After a few minutes it became obvious Frattin was going to be Kessel's decoy. He started taking Kessel's shifts with Bozak and Lupul and then would switch with Kessel if there was no sign of Chara. Otherwise, Kessel would go with the next line.

Lupul said the constant switching meant the Leafs had to pay extra attention, although it was not difficult for him because it was confined to the right wing with Kessel and Frattin.

"You've got to be focused," Lupul said. "For myself and Bozak, it didn't matter. We were playing against whomever.

"It was just the right winger who was changing so it's not that difficult for me. Whenever I was out, I wasn't changing, but a lot of other guys had to be on their toes on the bench."

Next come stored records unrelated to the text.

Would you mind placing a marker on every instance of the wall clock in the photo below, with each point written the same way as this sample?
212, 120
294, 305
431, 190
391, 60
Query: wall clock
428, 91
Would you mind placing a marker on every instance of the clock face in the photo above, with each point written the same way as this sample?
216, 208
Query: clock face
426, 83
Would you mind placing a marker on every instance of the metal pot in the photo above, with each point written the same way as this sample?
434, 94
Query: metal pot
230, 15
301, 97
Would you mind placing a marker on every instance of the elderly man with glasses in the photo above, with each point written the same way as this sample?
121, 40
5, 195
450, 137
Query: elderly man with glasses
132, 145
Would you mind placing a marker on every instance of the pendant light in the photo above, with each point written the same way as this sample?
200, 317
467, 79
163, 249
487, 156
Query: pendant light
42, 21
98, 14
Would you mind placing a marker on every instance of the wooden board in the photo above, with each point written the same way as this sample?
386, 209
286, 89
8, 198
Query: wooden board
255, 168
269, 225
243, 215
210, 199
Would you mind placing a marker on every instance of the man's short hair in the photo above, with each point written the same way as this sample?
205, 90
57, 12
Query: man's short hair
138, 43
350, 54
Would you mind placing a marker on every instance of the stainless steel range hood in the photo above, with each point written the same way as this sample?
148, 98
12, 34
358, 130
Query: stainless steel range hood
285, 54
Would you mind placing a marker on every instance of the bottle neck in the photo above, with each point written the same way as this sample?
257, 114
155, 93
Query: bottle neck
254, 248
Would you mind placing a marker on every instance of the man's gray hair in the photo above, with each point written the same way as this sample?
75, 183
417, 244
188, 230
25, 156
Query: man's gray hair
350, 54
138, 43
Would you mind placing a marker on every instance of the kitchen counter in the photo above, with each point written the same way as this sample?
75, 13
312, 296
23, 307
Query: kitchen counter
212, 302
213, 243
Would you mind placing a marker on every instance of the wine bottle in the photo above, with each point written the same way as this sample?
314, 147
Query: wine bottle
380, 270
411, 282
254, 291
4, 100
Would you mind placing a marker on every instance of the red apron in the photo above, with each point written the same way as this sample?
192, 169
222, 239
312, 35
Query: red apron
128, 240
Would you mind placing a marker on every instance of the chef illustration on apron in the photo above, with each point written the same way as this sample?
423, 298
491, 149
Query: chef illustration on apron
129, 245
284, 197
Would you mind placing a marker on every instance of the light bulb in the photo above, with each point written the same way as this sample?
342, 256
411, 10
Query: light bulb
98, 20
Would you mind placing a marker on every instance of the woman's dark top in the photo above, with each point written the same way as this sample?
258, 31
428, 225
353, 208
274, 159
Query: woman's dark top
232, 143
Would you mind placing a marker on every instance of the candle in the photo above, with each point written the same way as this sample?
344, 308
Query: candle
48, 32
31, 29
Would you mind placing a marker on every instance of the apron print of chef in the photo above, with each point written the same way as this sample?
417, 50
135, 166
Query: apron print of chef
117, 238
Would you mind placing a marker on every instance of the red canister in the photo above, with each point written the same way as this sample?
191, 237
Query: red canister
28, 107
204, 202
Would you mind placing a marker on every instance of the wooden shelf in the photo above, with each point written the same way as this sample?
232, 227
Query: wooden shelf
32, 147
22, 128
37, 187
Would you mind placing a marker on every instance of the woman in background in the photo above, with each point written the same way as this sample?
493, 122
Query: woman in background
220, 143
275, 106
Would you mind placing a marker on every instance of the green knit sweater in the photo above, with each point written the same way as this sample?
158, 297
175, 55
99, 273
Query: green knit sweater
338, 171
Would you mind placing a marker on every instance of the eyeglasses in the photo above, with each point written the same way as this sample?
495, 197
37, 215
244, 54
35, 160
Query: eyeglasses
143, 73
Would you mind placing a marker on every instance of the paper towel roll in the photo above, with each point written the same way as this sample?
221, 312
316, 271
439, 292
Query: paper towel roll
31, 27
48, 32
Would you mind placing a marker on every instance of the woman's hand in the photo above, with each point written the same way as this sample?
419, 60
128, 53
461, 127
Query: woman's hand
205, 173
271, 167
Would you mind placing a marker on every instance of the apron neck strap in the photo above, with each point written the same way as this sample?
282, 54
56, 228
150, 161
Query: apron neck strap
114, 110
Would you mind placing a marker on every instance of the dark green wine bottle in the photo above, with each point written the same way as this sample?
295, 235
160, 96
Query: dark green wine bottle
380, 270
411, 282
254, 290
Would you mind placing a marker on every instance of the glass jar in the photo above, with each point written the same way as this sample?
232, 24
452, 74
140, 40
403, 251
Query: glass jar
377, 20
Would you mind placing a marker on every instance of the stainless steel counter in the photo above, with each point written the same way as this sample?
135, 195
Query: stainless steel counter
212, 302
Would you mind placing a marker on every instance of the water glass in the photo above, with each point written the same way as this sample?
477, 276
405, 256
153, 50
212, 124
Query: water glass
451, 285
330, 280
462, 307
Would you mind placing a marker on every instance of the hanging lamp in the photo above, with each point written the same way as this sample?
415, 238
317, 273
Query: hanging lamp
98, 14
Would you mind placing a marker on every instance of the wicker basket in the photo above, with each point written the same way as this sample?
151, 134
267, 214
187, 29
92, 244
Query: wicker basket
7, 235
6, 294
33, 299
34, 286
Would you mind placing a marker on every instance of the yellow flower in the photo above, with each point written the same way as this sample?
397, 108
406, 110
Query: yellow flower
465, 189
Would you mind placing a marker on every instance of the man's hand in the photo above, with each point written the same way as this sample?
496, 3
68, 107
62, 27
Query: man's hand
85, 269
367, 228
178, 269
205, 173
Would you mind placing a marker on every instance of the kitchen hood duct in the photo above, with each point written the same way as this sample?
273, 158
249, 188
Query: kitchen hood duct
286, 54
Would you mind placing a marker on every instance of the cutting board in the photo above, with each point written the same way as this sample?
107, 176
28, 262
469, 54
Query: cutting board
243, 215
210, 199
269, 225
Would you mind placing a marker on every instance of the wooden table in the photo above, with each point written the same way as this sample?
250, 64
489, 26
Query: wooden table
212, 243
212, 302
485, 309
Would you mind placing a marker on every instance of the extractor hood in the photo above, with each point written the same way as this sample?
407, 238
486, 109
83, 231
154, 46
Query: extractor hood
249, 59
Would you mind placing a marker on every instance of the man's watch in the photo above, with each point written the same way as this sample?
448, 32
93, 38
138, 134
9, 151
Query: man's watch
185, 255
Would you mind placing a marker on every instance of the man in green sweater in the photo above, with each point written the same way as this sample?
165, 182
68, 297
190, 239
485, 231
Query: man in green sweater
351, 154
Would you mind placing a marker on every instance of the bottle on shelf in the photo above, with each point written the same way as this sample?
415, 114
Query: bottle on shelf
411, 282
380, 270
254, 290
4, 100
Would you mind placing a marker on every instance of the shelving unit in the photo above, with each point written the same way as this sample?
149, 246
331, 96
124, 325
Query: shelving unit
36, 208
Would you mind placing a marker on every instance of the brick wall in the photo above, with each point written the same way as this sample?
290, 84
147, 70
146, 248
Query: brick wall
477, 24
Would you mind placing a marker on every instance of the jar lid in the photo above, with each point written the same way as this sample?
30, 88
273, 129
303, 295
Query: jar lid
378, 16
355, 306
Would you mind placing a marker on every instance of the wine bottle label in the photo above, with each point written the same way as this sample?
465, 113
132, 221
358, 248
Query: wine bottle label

When the Leafs got their best chance ever to shake Chara, it was Lupul who bailed them out. They were down 1-0 by then and another Bruins goal would mean another embarrassing night but Chara took a tripping penalty.

A whole two minutes on the power play without the looming presence of Chara must have seemed too good to believe for the Leafs. For their power play was awful. There were actually a couple of scoring chances for the Bruins as the Leafs fumbled the puck around.

Which is where Lupul came in. With two seconds left in the power play, he corralled a rebound and scored at 5:18 of the second period to tie the score 1-1.

As long as someone else was there to pick up the slack, Kessel's struggles against the Bruins didn't matter so much. Lupul showed when he was healthy he could be that player, both last season when he scored 25 goals in 66 games and this season with 11 in 16 games.

Then Frattin, who wasn't dressed for Game 1, stepped forward a little less than seven minutes later. Once again, he took a shift for Kessel but this time he made such a nice rush down the right side you could have sworn Carlyle simply had Frattin switch sweaters with Kessel in another bid to get him away from Chara.

Frattin swept around defenceman Dennis Seidenberg, moved in on Rask and then flipped the puck across the slot to Lupul, who scored his second goal of the night and of the playoffs.

No Chara, no problem, as they say. And then it was left to Kessel to land a body shot with van Riemsdyk applying the coup de grace in the third period.

But the trick, now that the Chara spell has at least been dealt a mighty blow, is to keep it up.